Many predictors relative to cases, want to identify interesting ones

I've been helping a colleague with his research project. He is looking at the trustworthiness of profile texts. He is analyzing text entries using the LIWC tool, which generates around 90 dimensions based on text input (positive/negative affect, pronoun use, etc.). Most of it on the ratio or interval level. We might not use all but we will probably want to use 30-70 or so.

In this exploratory research, he wants to identify important predictors of perceived trustworthiness in profile text.

Due to sampling constraints we are likely to get no more than a few hundred (150-400) cases. These are human ratings of trustworthiness. Thus, we have a relatively large number of predictors relative to cases (somewhere between 1:3 and 1:10), which might be a problem. It's exploratory research so I don't think statistical tests make a lot of sense, but I do want to avoid too spurious results.

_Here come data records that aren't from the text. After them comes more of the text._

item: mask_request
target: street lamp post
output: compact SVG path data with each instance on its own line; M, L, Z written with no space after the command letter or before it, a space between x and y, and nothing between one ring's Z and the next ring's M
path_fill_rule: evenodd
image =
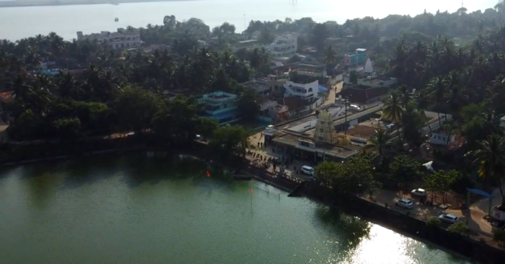
M345 96L344 100L345 100L345 117L344 118L343 129L344 134L347 135L347 103L349 101L349 96Z

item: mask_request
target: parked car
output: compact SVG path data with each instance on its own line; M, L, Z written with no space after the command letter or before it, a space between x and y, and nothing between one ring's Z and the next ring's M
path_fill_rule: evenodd
M316 175L316 170L314 170L314 168L306 165L301 166L301 171L304 174L307 174L310 176L313 176Z
M443 222L451 224L458 222L458 217L454 216L454 215L451 215L450 214L444 214L443 215L440 215L440 216L438 217L438 219Z
M412 201L408 199L405 199L405 198L396 200L394 201L394 204L398 206L407 209L411 209L414 207L414 203L412 202Z
M417 189L412 190L412 191L411 192L411 194L416 196L426 196L426 190L424 189L418 188Z

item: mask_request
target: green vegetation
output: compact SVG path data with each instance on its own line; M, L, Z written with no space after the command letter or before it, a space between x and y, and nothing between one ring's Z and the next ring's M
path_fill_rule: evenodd
M457 222L453 225L451 225L450 227L447 228L447 230L449 232L457 233L463 235L468 234L470 231L468 227L462 222Z
M365 17L342 25L310 18L251 21L243 34L227 23L211 30L198 19L180 22L167 16L162 25L128 27L127 31L139 32L143 42L134 50L118 51L97 41L66 41L54 32L16 42L4 40L0 91L12 91L15 99L0 108L3 119L11 120L10 138L18 141L72 141L134 132L154 139L158 146L178 149L190 146L199 135L220 157L243 155L247 132L239 126L218 128L215 121L202 117L196 98L218 90L238 94L244 122L254 122L266 98L240 84L275 74L271 58L260 45L236 50L230 45L253 37L268 44L276 34L296 32L299 53L315 51L307 54L328 69L343 54L365 48L378 75L395 77L400 83L391 87L383 109L395 133L378 131L366 147L377 155L325 163L317 168L317 180L348 194L372 193L380 186L408 190L424 184L445 198L450 190L464 193L476 183L501 186L505 180L505 133L499 125L505 115L503 7L501 1L483 12L469 13L462 8L452 13ZM205 46L198 42L210 39ZM144 50L151 44L168 46ZM36 74L43 61L82 72ZM351 73L351 82L358 78ZM173 93L181 95L170 99L168 95ZM447 142L427 153L445 162L447 170L426 171L416 157L426 151L421 149L427 139L425 111L438 113L437 126L448 137L464 137L458 152L445 147ZM451 120L440 118L440 113L450 114ZM434 125L428 124L430 132ZM475 172L483 179L469 176Z
M321 184L339 193L371 194L378 187L374 179L372 162L365 156L344 163L325 162L316 168L316 175Z
M426 220L426 225L430 227L437 227L441 223L442 221L437 217L430 217Z

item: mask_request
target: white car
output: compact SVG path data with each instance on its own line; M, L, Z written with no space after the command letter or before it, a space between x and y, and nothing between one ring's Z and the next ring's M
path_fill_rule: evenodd
M400 199L394 201L394 204L400 207L402 207L407 209L411 209L414 207L414 203L412 201L408 199Z
M419 188L412 190L411 194L416 196L426 196L426 190Z
M444 214L443 215L440 215L440 216L438 217L438 219L443 222L451 224L458 222L458 217L454 216L454 215L451 215L450 214Z
M314 168L307 166L301 166L300 170L304 174L307 174L310 176L313 176L316 175L316 170Z

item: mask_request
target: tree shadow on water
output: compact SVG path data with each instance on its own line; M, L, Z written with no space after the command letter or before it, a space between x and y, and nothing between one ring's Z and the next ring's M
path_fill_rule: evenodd
M338 237L335 251L342 259L348 259L362 240L370 238L371 224L357 217L322 204L317 205L315 215L321 224L328 227ZM342 252L345 253L342 254Z
M74 189L113 177L120 171L122 163L119 156L96 156L69 161L60 169L65 175L62 186Z
M127 162L122 180L130 188L164 180L177 181L195 175L205 175L207 165L201 161L179 155L151 153L137 156Z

Now, my question is this: what kind of approach would be most useful for this problem? Preferably something not overly complex, as neither of us are statisticians. Ideally it should be doable in Stata because we're working with that.

My current thinking is something like this:

1. Investigate and report bivariate correlations for all predictors with the outcome
2. Then building a linear regression model with some kind of variable selection, for instance forward selection, backward elimination, or LASSO (the last one might be a bit too complex).

Does that seem at all workable? I'm a bit worried about forward selection/backward elimination, since from what I've read it doesn't produce very stable results.

Any very different ideas would be welcome too. I greatly appreciate any input!
Last edited:


TS Contributor
I would try regression trees and/or principal components. The regression tree is pretty good in handling many predictors with a relatively small number of measurements, PA would reduce the number of dimensions if you are lucky.

Thanks for your reply! Those are interesting suggestions. Not sure if PCA is a good option because from what I've seen the results tend to be quite hard to interpret, whereas we want something that is meaningful to us in the real world.

I thought about regression trees or Random Forest, since I've worked with them and they seem to deliver good results in cases like this. But I think for him this would be a bit too exotic. Probably best to stick to some kind of linear regression. But the more I read, the more things like forward selection seems like a misguided idea. Maybe LASSO would work (if I can convince him :) ). But preferably I would like something better than FS but similar in simplicity.